Doctors use the Valsalva maneuver as a bedside diagnostic tool in two main ways. First, it helps differentiate heart murmurs. Because the maneuver reduces the volume of blood inside the heart, it changes how murmurs sound through a stethoscope. Most murmurs get quieter when less blood flows through the heart. But the murmur of hypertrophic cardiomyopathy (a condition where the heart muscle is abnormally thick) actually gets louder, because the smaller blood volume allows the thickened muscle to obstruct the outflow path more. Mitral valve prolapse also becomes more audible. This contrast helps doctors narrow down a diagnosis without imaging.

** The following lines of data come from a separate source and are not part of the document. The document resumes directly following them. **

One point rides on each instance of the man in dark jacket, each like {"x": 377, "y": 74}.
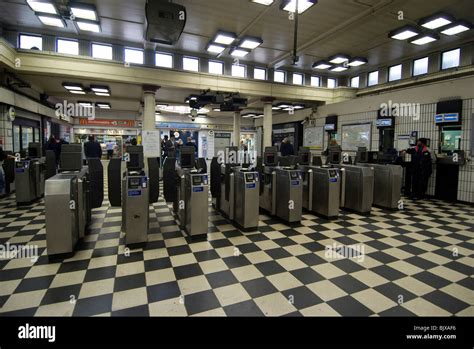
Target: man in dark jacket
{"x": 421, "y": 168}
{"x": 92, "y": 149}
{"x": 286, "y": 148}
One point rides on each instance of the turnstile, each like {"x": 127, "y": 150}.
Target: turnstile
{"x": 135, "y": 207}
{"x": 192, "y": 202}
{"x": 61, "y": 214}
{"x": 357, "y": 187}
{"x": 29, "y": 180}
{"x": 326, "y": 191}
{"x": 387, "y": 185}
{"x": 238, "y": 197}
{"x": 282, "y": 193}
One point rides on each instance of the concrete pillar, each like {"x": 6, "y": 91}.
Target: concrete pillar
{"x": 237, "y": 121}
{"x": 149, "y": 111}
{"x": 267, "y": 122}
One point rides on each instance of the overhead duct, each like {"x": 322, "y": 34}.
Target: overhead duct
{"x": 165, "y": 21}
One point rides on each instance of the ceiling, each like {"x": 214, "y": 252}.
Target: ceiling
{"x": 353, "y": 27}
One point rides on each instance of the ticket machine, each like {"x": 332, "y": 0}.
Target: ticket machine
{"x": 30, "y": 176}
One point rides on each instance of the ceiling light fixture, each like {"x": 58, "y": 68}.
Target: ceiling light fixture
{"x": 358, "y": 61}
{"x": 42, "y": 7}
{"x": 250, "y": 42}
{"x": 424, "y": 39}
{"x": 215, "y": 48}
{"x": 436, "y": 21}
{"x": 51, "y": 20}
{"x": 84, "y": 11}
{"x": 404, "y": 33}
{"x": 239, "y": 52}
{"x": 303, "y": 5}
{"x": 339, "y": 59}
{"x": 89, "y": 26}
{"x": 457, "y": 27}
{"x": 224, "y": 38}
{"x": 321, "y": 65}
{"x": 338, "y": 68}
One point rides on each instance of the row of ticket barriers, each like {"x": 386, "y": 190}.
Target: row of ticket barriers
{"x": 282, "y": 187}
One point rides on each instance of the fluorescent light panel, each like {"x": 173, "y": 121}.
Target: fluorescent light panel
{"x": 43, "y": 7}
{"x": 239, "y": 52}
{"x": 303, "y": 5}
{"x": 224, "y": 38}
{"x": 424, "y": 39}
{"x": 404, "y": 33}
{"x": 457, "y": 27}
{"x": 436, "y": 21}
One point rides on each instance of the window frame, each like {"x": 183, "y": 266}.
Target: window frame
{"x": 401, "y": 72}
{"x": 125, "y": 49}
{"x": 67, "y": 53}
{"x": 427, "y": 66}
{"x": 32, "y": 36}
{"x": 194, "y": 59}
{"x": 103, "y": 45}
{"x": 441, "y": 59}
{"x": 368, "y": 78}
{"x": 157, "y": 53}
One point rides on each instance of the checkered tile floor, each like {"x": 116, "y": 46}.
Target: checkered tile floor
{"x": 415, "y": 262}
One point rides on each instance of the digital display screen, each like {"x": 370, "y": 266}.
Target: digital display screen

Second, the maneuver tests the health of the autonomic nervous system, the part of your nervous system that controls involuntary functions like heart rate and blood pressure. By monitoring how your heart rate and blood pressure respond through all phases of the strain and release, doctors can detect problems with conditions like diabetic neuropathy, heart failure, and other disorders that impair the body’s automatic cardiovascular regulation. An abnormal response pattern, where blood pressure drops but heart rate fails to compensate, points to autonomic dysfunction.

Risks and Situations to Avoid

For most people, the Valsalva maneuver is safe when performed briefly. The risks come from the pressure spikes it generates. The sharp rise in intracranial pressure makes it a concern for anyone who has had recent eye surgery (particularly procedures affecting the retina or lens), because the pressure can transmit to the eye. People with known brain aneurysms or recent stroke should avoid it for the same reason.

The maneuver can worsen or reveal a hernia, since the abdominal pressure increase pushes tissue into weak points in the abdominal wall. In fact, doctors sometimes ask patients to perform the maneuver specifically to make a hernia more visible during examination. If you have an existing hernia, repeated forceful straining can make it worse. People with severe uncontrolled hypertension, unstable heart conditions, or significant aortic valve disease should also avoid it, as the rapid blood pressure swings can be dangerous in those contexts.